Spearheading that is manager Alex Cora. After a season away from Boston — fired as manager in January 2020 amid Major League Baseball’s investigation into illegal sign-stealing with his former organization, the Houston Astros — the Red Sox rehired him last November after his season-long suspension expired.
“I don’t have to explain to you guys how I feel about this game. I don’t have to tell people I love the game and I’m very passionate about it. You guys know that. So I don’t have to explain that,” Cora, 45, told reporters recently. “But at the same time, coming here, and it’s not about me — it’s about seeing guys and working with guys and going to the field, and when the game is over or the practice is over, to sit at your desk and be like, ‘Oof, I gave everything today.'”
After finishing the abbreviated 2020 season with a 24-36 record under manager Ron Roenicke, the Red Sox seem to be happy to have Cora back, too.
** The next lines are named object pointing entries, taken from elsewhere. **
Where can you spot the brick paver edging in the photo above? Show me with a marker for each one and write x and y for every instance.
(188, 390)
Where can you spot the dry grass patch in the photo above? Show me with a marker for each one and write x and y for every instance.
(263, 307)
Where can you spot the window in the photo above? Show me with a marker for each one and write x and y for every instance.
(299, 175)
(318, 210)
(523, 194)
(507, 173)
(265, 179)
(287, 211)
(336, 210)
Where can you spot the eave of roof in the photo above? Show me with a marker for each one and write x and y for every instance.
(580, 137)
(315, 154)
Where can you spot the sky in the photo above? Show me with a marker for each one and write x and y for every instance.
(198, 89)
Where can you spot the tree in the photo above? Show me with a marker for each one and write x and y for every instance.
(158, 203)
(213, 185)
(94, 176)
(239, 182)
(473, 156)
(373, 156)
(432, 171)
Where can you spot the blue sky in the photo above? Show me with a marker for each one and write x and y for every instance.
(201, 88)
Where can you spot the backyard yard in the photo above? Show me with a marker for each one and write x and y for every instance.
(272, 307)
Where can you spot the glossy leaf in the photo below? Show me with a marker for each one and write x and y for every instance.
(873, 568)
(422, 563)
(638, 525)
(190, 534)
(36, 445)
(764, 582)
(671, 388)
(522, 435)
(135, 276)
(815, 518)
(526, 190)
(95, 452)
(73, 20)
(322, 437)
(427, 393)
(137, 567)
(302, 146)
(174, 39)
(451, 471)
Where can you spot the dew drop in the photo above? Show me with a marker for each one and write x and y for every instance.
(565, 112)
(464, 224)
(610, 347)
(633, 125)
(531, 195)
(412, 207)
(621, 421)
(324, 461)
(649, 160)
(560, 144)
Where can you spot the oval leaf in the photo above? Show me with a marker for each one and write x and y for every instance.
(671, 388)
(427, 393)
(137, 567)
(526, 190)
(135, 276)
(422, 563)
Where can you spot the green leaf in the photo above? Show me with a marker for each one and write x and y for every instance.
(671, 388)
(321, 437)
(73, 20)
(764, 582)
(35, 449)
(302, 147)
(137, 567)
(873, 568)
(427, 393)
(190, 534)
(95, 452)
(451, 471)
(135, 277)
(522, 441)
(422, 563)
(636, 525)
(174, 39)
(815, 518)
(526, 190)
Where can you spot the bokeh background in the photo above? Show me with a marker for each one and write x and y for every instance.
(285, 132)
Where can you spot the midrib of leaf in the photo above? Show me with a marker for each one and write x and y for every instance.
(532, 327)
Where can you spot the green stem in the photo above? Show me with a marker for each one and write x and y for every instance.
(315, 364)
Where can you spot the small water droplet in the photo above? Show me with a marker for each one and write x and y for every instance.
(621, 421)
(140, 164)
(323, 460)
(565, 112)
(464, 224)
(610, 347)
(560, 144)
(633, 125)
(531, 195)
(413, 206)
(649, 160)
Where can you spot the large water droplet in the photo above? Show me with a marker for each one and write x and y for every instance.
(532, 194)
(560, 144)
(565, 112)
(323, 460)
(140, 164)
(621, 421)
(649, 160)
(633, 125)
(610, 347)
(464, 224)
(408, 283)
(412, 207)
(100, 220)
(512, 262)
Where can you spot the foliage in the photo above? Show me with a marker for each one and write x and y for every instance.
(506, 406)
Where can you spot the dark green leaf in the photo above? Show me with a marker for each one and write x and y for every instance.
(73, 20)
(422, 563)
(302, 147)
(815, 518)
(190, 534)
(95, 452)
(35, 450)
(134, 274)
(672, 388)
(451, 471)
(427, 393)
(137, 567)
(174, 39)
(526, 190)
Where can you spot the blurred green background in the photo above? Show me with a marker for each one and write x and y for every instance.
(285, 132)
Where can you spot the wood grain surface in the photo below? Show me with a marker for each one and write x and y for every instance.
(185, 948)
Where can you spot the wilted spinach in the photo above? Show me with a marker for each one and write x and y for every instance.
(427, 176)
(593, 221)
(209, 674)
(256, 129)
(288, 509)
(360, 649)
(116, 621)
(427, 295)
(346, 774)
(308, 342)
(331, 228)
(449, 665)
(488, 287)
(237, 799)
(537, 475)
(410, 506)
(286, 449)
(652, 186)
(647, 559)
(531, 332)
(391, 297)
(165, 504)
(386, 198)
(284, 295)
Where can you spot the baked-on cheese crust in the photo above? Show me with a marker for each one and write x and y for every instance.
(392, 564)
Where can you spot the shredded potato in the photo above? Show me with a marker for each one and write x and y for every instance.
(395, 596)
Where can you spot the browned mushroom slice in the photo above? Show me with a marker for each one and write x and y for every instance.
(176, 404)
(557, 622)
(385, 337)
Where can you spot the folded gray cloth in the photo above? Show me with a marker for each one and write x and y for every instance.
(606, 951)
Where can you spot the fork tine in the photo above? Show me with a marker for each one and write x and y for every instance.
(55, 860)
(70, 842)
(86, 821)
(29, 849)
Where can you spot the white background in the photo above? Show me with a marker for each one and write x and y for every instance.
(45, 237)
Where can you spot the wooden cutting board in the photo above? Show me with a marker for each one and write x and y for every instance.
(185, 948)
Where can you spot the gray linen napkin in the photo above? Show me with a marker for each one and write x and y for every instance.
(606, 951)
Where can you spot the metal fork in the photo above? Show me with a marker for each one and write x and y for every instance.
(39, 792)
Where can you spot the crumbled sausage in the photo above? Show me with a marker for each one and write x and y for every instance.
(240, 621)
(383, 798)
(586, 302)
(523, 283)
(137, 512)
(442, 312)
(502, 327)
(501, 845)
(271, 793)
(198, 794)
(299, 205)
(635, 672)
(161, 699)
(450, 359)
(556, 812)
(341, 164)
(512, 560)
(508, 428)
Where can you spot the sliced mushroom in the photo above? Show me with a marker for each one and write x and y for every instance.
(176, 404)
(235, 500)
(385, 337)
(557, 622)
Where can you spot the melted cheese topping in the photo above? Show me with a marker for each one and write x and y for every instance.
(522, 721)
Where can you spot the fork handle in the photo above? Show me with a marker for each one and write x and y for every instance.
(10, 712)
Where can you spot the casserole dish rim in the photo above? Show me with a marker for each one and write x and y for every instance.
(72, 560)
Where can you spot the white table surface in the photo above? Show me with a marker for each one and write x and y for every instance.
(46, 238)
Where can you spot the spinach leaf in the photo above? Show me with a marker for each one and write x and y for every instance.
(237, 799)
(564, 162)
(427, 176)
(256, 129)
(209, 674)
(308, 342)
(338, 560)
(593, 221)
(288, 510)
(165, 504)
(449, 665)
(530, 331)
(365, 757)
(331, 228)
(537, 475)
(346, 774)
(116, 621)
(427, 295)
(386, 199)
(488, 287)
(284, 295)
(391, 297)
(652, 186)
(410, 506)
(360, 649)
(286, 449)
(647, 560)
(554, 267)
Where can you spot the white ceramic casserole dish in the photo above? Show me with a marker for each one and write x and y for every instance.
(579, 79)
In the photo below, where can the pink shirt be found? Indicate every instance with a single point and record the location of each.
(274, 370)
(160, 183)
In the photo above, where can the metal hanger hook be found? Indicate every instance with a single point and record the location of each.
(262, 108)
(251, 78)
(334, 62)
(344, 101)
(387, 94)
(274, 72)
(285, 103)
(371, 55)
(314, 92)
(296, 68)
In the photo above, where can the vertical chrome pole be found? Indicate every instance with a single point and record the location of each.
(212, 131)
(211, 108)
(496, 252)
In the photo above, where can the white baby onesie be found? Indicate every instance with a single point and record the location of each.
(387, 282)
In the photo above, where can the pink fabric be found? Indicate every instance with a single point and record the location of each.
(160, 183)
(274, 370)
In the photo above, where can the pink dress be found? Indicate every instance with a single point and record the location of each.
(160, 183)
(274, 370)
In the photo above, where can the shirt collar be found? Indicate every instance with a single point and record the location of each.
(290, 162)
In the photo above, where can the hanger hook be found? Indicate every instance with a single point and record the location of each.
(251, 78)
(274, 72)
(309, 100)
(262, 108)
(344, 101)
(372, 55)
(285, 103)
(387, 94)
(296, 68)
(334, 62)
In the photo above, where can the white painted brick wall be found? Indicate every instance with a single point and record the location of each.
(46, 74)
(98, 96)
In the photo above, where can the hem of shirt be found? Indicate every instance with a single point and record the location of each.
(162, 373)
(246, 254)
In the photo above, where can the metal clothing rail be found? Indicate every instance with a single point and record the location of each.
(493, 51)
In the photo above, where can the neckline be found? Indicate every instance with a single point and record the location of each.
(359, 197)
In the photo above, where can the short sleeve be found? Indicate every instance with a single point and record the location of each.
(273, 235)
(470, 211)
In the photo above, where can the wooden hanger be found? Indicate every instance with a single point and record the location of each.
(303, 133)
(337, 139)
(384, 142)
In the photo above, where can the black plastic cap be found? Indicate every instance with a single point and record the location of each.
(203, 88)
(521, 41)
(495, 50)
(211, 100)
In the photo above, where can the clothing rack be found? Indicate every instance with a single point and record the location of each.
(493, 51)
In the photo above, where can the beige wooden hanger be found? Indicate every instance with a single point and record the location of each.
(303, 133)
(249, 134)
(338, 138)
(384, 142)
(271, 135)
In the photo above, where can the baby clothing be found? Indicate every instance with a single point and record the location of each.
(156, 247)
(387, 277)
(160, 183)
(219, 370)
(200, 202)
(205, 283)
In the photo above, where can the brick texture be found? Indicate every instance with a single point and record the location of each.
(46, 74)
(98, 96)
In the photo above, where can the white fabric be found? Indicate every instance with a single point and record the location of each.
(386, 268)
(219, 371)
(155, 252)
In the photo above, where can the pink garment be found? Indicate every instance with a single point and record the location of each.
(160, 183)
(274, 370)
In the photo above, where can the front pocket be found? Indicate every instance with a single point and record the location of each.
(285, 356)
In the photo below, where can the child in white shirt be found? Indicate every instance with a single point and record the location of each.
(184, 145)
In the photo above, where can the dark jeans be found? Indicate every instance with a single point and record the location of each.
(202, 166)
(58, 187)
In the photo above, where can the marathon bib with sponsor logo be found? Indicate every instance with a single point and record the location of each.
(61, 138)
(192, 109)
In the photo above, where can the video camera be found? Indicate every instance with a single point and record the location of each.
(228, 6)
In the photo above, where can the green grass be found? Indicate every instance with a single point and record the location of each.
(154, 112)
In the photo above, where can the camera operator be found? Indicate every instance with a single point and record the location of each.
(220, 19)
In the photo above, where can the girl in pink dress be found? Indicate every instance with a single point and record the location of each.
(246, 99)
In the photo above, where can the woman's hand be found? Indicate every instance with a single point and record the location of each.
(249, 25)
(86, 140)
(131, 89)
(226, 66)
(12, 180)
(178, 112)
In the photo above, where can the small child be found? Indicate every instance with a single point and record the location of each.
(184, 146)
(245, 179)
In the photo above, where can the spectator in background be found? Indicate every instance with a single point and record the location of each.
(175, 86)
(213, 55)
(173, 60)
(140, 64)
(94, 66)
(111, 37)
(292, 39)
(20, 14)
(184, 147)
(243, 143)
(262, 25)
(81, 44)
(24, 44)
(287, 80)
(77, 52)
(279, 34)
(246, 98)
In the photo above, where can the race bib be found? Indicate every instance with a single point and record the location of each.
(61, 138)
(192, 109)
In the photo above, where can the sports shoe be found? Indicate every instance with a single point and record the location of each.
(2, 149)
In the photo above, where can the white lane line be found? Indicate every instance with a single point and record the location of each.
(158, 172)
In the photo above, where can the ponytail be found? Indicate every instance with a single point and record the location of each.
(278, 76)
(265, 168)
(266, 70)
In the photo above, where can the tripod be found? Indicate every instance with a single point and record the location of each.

“(Cora) has just a charisma about him where people feel lifted up by being around him, and that’s a great thing in somebody who you have leading your group, where he can bring the best out of people,” said Chaim Bloom, the team’s chief baseball officer, on Sunday. “That’s what we’re looking for in a manager, and he connects as well as anybody that I’ve seen.
“Already, I’ve been struck by players that are new to camp, that we try to have some conversations with for the first time, he’s gotten all of them already, he’s talked with everybody. He just has a good way over the course of the day of circulating, making sure he touches every player, that he gets to know everybody. He’s fun to be around, and he brings a lot of energy and a lot of optimism to the group.”
Cora led the Red Sox to the World Series title in 2018 in his first season as manager. A season later, they finished 84-78 and in third place in the American League East.
“You know everything we went through, winning the World Series in 2018, I just feel happy that he’s back,” pitcher Eduardo Rodriguez said. “He’s like a father, like a brother. Sometimes I feel like a teammate when I talk to him, and that’s part of the relationship that we have together and we can make it better. We will make it better.”